看见这一幕,沈威忙抬手挡下了萧凌的刀,冲沈芫喊道:“芫芫,你的手上不能沾上人命!爹爹向你保证,向你娘的在天之灵保证,我一定会给你们母女俩一个交代!”
说罢,沈威又看向萧凌:“我看得出来你很在乎芫芫,难道你想让她一个姑娘家被仇恨蒙蔽双眼,满手鲜血?”
萧凌闻言,手中的刀迟疑了一瞬。
沈威趁机挣脱开萧凌的掣肘,几步冲上前,挡在沈芫面前。
沈芫握着手中的匕首,看了眼姜氏和姜家二老,最后一次问道:“所以,你同意送这个杀人犯和这两个杀人帮凶去见官了?”

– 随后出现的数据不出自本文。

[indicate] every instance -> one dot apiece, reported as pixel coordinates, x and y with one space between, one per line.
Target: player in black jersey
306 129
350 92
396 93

沈威闭上眼,似下定决心般朝门外喊道:“来人,去请大理寺傅大人来,就说将军府有命案要查!”
伴随着话音落下,沈威泄了气般倒在地上。
姜氏满脸惊惧,跪行几步凑到沈威跟前:“你,你不能报官……我们做了十七年夫妻……你怎么能把我送进大狱,眼睁睁地看着我去死?”
沈威垂眸最后看了一眼姜氏:“芫芫说得对,每个人都要为自己犯下的错付出代价,你是,我也是。”
将近天明时,大理寺来了人,姜氏和姜家二老全都被捆绑着带走。
沈长书和沈青书被带回自己的院子,沈威则是拖着病重的身体回到书房,沈芫没有再去看他,将军府自有府医。
天光大亮时,沈芫回到了初入京时住的城西小院。
小院添置了许多东西,家具齐全且舒适。
沈芫和萧凌回来时,姜神医和刘嬷嬷还没醒,不过萧今梦醒了,她见沈芫和萧凌衣角上都沾的有血迹,突然觉得自己的哥哥和芫芫姐还挺般配的。
两个人身上都有杀气。
萧今梦笑了笑,说道:“我给你们烧些水,洗个澡换身衣服吧!不然一会该吓到阿嬷了!”
“好。”
沈芫应了一声,疲惫地走进自己原来的屋子。
这一晚上发生的事情实在是太多,让她觉得有点累,好像好好睡一觉。
也许在梦里,这个世界就没有这么多因一己之私草菅人命的恶人了!
沈芫洗完澡后,趴在床上睡了一小会。
听见隔壁屋传来刘嬷嬷的声音,沈芫瞬间清醒,她披上外袍跑进刘嬷嬷的屋子。
刘嬷嬷已经苏醒,正喝着姜神医给她煎的药。
看见沈芫,刘嬷嬷忙放下药碗,伸手抱住了朝自己扑过来的沈芫。
她趴在沈芫肩颈处,声音哽咽:“芫芫,太好了!我都想起来了!我终于知道我是谁了,也终于知道芫芫是从哪里来的了!”
“上天垂怜,我终究是没有辜负夫人的恩情!”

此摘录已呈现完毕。